Lorente’s victory takes him to 21-0-3 and, more significantly, confirms that the first fight was no accident and no local inconvenience. He is not flashy, nor does he look terribly interested in pleasing aesthetes, but he is stubborn, busy and tactically responsible, which is a useful combination in any division and particularly so at featherweight. Collins drops to 17-1-1 and may feel, with some justification, that he never quite found the rhythm or authority expected of a home favourite in such a big moment. There will be sympathy for him because he fought with resolve and had his moments, but not much room for complaint. This time, there was a winner: Lorente.
Gym Rat Fight Assessment
Congratulations must go to Lorente, who has a remarkable will to win, to go along with superb conditioning. Twice now, he has entered the lion’s den and produced great performances that go some way to making you think he may be able to win a world title.
Collins will be crestfallen, seeing that world title opportunity gone for now, but he can now go back to the drawing board and correct the things that he failed to carry out during the fight. Against a pressure fighter like Lorente, he must give far more angle changes as his opponent comes forward, and as a southpaw, keep his lead foot outside his opponent’s.Â
His lack of body punching is probably the biggest reason for his defeat, because on the occasions when he threw the straight left hand to the breadbasket, the results were there for all to see, yet he would go back to head-hunting. Collins is the better boxer of the two, and that showed when Lorente wanted to stay on the outside. The southpaw jab was working, but of course, the Spaniard would manically rush forward and force the Scotsman into a brawl.

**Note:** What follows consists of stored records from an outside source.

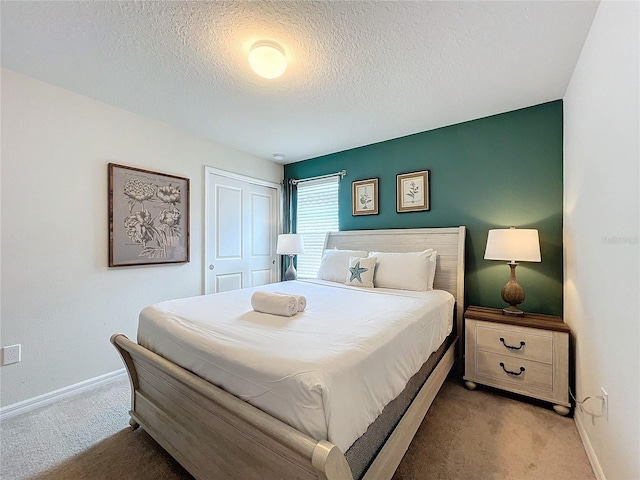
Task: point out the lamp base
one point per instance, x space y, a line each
291 273
513 294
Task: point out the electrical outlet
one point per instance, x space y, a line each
11 354
605 403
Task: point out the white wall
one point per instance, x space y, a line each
601 231
59 298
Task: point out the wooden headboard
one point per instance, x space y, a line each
449 243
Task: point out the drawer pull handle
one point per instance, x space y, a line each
522 344
510 372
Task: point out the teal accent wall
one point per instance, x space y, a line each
494 172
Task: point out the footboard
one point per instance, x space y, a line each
214 434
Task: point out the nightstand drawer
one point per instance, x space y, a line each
508 370
523 343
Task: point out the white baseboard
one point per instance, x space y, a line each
591 454
57 395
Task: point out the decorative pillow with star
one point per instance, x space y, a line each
360 273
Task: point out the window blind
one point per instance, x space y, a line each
316 214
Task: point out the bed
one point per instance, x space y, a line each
215 434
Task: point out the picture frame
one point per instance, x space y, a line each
364 197
148 217
413 192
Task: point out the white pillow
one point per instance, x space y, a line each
335 263
406 271
360 272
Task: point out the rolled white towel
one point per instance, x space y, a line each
274 303
302 300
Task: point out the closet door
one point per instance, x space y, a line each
242 218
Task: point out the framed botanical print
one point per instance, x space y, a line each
413 191
364 197
148 217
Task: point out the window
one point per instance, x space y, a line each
317 214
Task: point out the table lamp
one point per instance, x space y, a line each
513 244
290 244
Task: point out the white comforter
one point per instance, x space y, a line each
328 371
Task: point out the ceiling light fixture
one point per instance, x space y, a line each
267 59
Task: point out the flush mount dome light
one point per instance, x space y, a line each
267 59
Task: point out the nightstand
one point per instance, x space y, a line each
526 355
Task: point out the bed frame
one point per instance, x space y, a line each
216 435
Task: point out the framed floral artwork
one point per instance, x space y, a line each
413 191
148 217
364 197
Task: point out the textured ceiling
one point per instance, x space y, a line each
359 72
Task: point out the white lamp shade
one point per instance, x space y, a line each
290 244
513 244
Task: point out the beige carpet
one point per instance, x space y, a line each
466 435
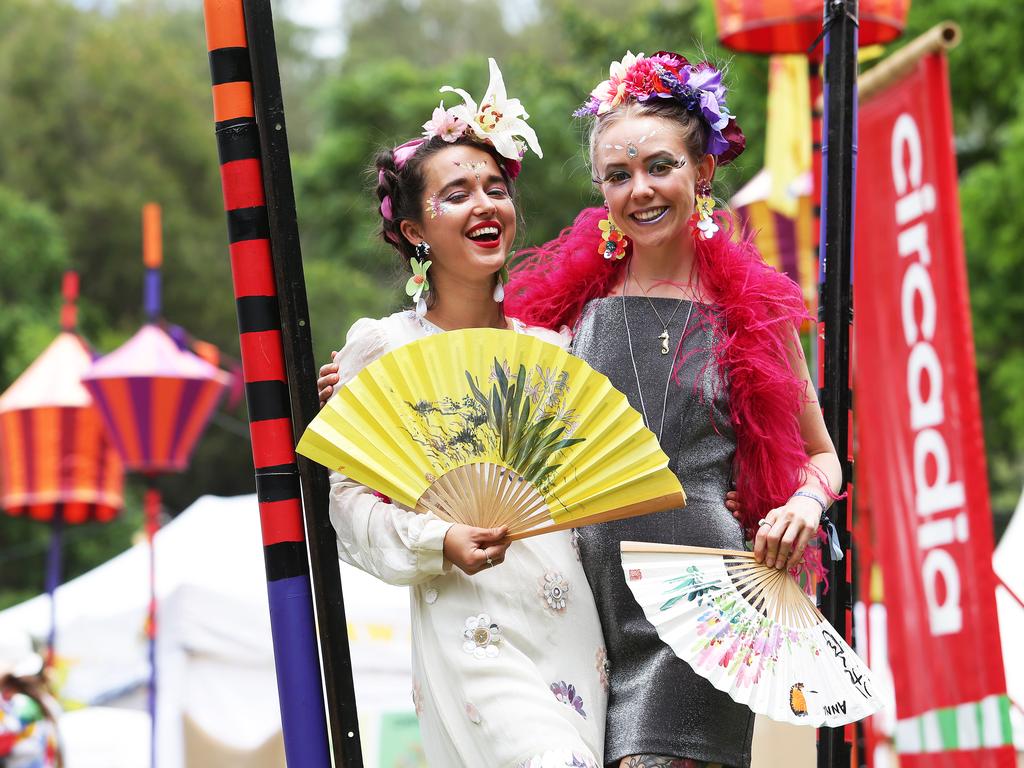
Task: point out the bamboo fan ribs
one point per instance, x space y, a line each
491 428
752 632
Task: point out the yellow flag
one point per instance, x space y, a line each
787 141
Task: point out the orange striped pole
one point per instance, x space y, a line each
280 389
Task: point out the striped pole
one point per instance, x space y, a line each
839 165
265 373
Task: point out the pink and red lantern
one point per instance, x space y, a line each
792 26
156 399
56 462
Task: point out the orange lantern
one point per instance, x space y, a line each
792 26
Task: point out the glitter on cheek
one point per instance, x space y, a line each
436 207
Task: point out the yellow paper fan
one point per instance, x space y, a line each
752 632
491 428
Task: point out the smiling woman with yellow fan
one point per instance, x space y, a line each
492 428
508 658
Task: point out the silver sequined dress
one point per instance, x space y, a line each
657 705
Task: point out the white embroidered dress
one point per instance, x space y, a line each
509 666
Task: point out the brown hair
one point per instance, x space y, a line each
691 125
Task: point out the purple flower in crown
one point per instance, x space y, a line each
590 108
565 693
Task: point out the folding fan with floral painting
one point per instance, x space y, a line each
752 632
492 428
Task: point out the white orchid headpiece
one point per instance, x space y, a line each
498 121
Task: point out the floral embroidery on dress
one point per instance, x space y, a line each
473 714
603 666
554 590
559 759
417 697
565 692
481 636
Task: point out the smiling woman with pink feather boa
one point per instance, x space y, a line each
700 335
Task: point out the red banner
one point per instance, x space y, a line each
922 455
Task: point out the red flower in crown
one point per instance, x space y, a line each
642 79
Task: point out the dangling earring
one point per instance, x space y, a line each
702 221
503 278
418 286
612 241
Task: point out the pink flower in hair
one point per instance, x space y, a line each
642 80
444 124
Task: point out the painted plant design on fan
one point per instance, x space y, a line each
522 418
753 640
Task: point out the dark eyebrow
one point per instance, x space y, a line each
463 181
646 159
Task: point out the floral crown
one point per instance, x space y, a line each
498 121
666 75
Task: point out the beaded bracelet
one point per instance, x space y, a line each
815 497
835 547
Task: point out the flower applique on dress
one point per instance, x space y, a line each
417 697
481 637
603 667
566 693
559 759
554 591
473 714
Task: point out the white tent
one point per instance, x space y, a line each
1009 566
216 678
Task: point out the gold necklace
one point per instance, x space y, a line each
664 336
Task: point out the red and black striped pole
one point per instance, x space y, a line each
271 309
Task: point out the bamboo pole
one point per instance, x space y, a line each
943 36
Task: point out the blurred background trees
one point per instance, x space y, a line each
105 107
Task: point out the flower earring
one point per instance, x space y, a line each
418 286
612 241
702 221
503 278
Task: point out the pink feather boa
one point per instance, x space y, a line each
761 311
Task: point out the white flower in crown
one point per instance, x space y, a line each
499 120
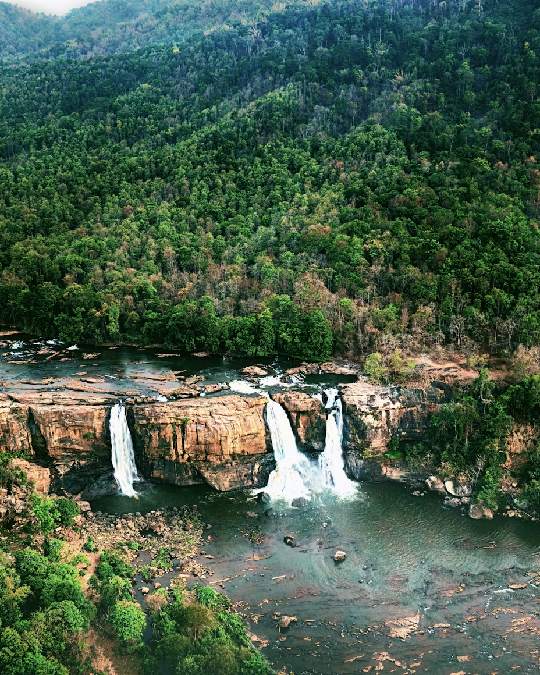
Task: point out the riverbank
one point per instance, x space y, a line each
202 419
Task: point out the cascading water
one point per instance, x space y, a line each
331 462
293 476
123 457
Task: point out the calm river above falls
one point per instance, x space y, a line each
423 588
414 569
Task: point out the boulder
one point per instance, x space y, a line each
39 476
254 371
458 488
435 484
285 621
478 511
299 502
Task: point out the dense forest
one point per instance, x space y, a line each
306 179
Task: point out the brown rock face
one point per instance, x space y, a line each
14 430
307 417
39 476
373 414
70 431
221 441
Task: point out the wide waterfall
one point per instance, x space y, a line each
123 457
293 476
331 462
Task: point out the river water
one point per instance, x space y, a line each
423 588
410 563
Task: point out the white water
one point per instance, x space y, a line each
123 457
293 476
331 462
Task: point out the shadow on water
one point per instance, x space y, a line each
406 557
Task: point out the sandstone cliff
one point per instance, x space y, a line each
307 416
373 414
220 440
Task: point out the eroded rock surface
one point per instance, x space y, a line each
374 413
307 416
221 441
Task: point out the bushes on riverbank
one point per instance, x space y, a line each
46 611
469 436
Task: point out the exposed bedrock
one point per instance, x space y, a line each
373 414
307 417
221 441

For Lorente, the future includes a mandatory challenge for the WBC title, but bum-rushing the slick American will be suicidal, so whilst bringing a high work rate will be an advantage, tactical changes will have to be made. As for Collins, if he wants to get back in the mix and go on to challenge the likes of Carrington, Angelo Leo, or Rafael Espinoza, perhaps he could study one of the greatest southpaws to ever grace the ring, Vasyl Lomachenko and learn how to create the angles he so badly needed in this fight.